Воплощение его предстало передо мною на границе в лице полицейского, который потребовал от меня документы.
О, прекрасная Америка, где от меня во время бесчисленных пятилетних странствований ни разу не потребовали никаких удостоверений!
В качестве беспаспортного, я был немедленно доставлен в полицейский участок города Эммериха и подвергнут заключению. Через четыре дня меня отпустили, снабдив свидетельством, на котором обозначены были мои приметы и добавлено, что полиция моего родного города не сообщила обо мне ничего предосудительного.
— Как же вы собираетесь добраться домой? — спросил меня представитель полиции. — Нищенствовать и ночевать под открытым небом запрещено, как вам известно!
— Нищенствовать я не собираюсь! Но неужели, действительно, нельзя соснуть где-нибудь в лесу или в поле, если я до вечера не найду работы?

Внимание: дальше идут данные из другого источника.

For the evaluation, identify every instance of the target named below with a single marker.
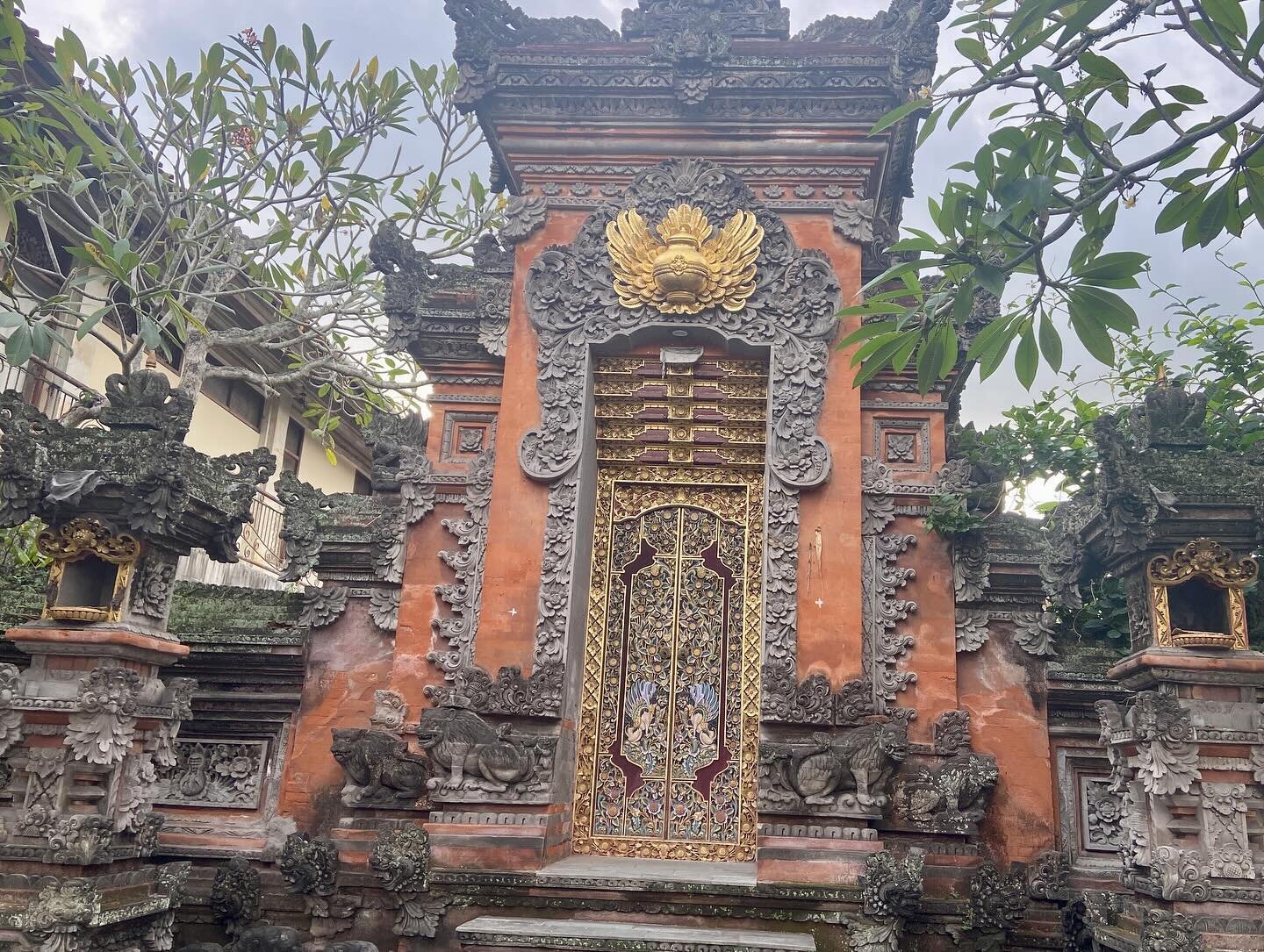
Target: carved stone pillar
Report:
(88, 726)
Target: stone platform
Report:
(490, 932)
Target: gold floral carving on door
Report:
(669, 721)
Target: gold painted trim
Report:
(1206, 559)
(76, 540)
(655, 487)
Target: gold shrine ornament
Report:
(688, 269)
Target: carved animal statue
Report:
(381, 764)
(462, 742)
(858, 764)
(269, 938)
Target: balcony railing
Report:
(43, 386)
(261, 540)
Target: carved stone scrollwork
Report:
(104, 726)
(844, 773)
(573, 304)
(1048, 877)
(1166, 754)
(890, 894)
(996, 906)
(310, 869)
(1181, 874)
(523, 217)
(401, 860)
(1163, 931)
(970, 567)
(973, 631)
(951, 734)
(11, 719)
(476, 760)
(322, 605)
(152, 587)
(464, 597)
(384, 608)
(950, 798)
(237, 897)
(379, 768)
(388, 711)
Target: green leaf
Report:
(899, 112)
(1101, 68)
(19, 347)
(1111, 309)
(1090, 329)
(1051, 341)
(1027, 358)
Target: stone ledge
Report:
(510, 932)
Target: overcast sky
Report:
(397, 31)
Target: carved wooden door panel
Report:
(669, 723)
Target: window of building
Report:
(238, 397)
(295, 435)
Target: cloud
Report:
(419, 29)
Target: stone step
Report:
(491, 932)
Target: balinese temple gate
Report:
(641, 641)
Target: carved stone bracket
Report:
(573, 304)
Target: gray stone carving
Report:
(571, 304)
(310, 869)
(401, 860)
(379, 768)
(152, 587)
(322, 605)
(215, 774)
(973, 631)
(1048, 877)
(104, 726)
(890, 894)
(237, 897)
(11, 719)
(1164, 931)
(61, 908)
(950, 798)
(384, 608)
(1182, 875)
(1224, 829)
(80, 839)
(465, 748)
(1033, 633)
(522, 218)
(1166, 755)
(996, 906)
(846, 771)
(388, 711)
(970, 567)
(464, 596)
(951, 734)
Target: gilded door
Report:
(669, 727)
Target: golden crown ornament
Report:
(688, 271)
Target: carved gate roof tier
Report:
(715, 79)
(1160, 484)
(445, 314)
(142, 479)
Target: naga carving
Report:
(463, 743)
(848, 770)
(379, 766)
(950, 798)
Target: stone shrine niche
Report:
(574, 304)
(1197, 597)
(90, 572)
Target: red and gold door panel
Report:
(669, 725)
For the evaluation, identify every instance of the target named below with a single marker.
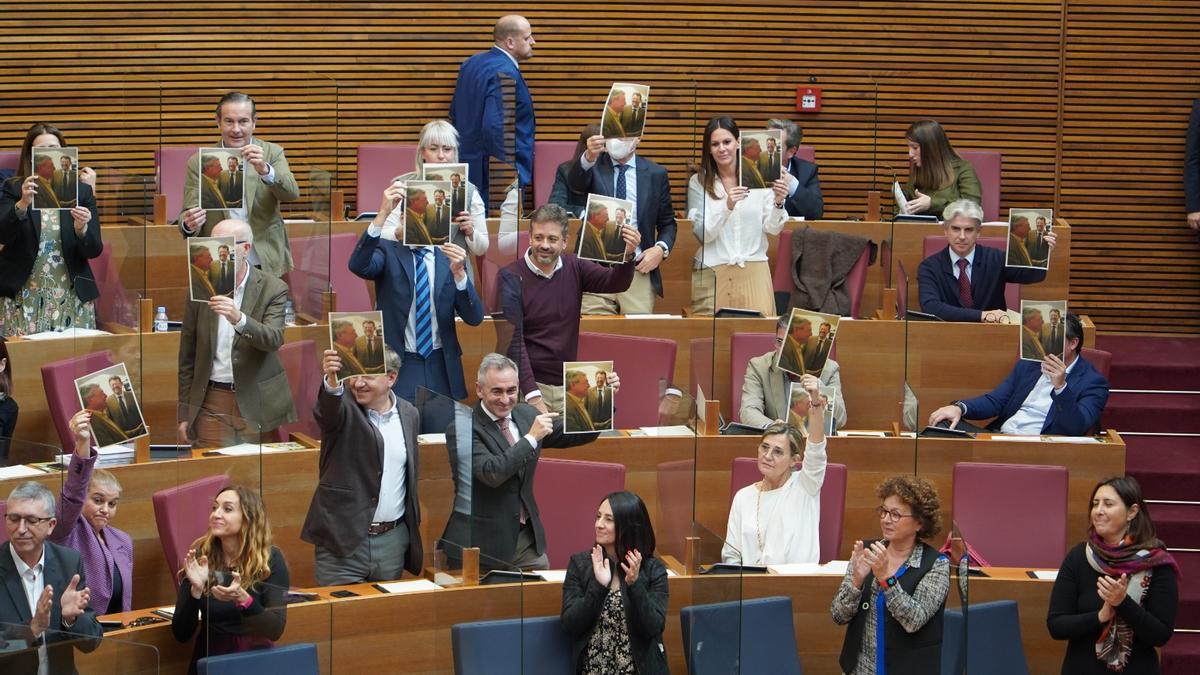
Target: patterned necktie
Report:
(424, 329)
(964, 285)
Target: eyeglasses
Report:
(30, 520)
(893, 515)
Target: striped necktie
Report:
(424, 332)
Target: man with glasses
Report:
(47, 598)
(765, 388)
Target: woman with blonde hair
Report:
(234, 581)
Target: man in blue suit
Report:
(981, 297)
(804, 197)
(1053, 396)
(478, 109)
(419, 304)
(613, 168)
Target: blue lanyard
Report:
(881, 602)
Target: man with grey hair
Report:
(46, 608)
(365, 517)
(232, 384)
(804, 197)
(507, 440)
(966, 281)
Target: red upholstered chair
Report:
(171, 168)
(183, 515)
(378, 163)
(743, 347)
(59, 378)
(546, 157)
(935, 243)
(1005, 536)
(568, 493)
(988, 167)
(304, 377)
(833, 501)
(643, 365)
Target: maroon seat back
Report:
(936, 243)
(988, 167)
(304, 377)
(645, 365)
(1008, 537)
(743, 347)
(833, 501)
(183, 515)
(568, 493)
(378, 163)
(546, 157)
(59, 378)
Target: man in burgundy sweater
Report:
(541, 294)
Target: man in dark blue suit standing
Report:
(613, 168)
(804, 197)
(1050, 396)
(487, 127)
(419, 291)
(979, 296)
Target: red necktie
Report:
(964, 285)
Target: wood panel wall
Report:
(1087, 100)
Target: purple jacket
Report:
(73, 531)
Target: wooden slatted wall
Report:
(124, 77)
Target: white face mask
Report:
(619, 148)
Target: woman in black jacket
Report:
(46, 282)
(617, 616)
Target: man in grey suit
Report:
(365, 517)
(232, 384)
(45, 614)
(507, 440)
(765, 387)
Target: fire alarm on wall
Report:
(808, 99)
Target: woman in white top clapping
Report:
(777, 520)
(732, 223)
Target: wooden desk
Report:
(411, 632)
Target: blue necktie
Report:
(424, 329)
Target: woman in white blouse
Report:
(777, 520)
(732, 223)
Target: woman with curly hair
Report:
(898, 580)
(234, 580)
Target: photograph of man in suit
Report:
(232, 383)
(751, 177)
(369, 348)
(599, 401)
(267, 183)
(507, 441)
(221, 272)
(489, 125)
(365, 515)
(45, 615)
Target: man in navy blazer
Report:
(939, 274)
(1048, 396)
(390, 264)
(597, 171)
(804, 197)
(478, 111)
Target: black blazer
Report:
(61, 563)
(351, 466)
(21, 237)
(655, 217)
(646, 610)
(807, 201)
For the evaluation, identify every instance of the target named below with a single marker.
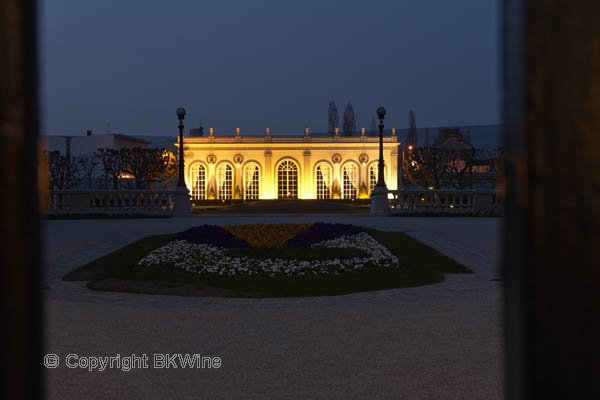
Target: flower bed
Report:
(200, 252)
(259, 235)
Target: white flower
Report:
(207, 259)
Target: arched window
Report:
(373, 175)
(287, 180)
(350, 181)
(224, 182)
(323, 180)
(251, 181)
(198, 175)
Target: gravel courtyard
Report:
(438, 341)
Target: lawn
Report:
(419, 265)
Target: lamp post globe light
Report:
(379, 200)
(182, 204)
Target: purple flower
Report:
(321, 231)
(213, 235)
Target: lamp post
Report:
(180, 115)
(379, 201)
(182, 205)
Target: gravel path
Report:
(438, 341)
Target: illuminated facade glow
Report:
(271, 167)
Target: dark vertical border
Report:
(21, 280)
(515, 234)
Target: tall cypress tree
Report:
(349, 125)
(412, 130)
(333, 118)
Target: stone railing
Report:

— Никак нельзя! — засмеялся он. — Вы какой-то чудак! Вот что: если вы в самом деле намерены работать, передайте эту записку в Везеле, на кирпичном заводе. Там всегда нуждаются в рабочих. А по этой записке вам выдадут в железнодорожной кассе билет четвертого класса!
— Благодарю вас! — сказал я, обрадованный, и хотел пожать ему руку, но, по-видимому, он счел, что это странно и отклонил мое рукопожатие.
На кирпичном заводе мне удалось устроиться, я провел там три недели, заработал немного денег и купил себе чемодан, чистую рубаху и железнодорожный билет четвертого класса.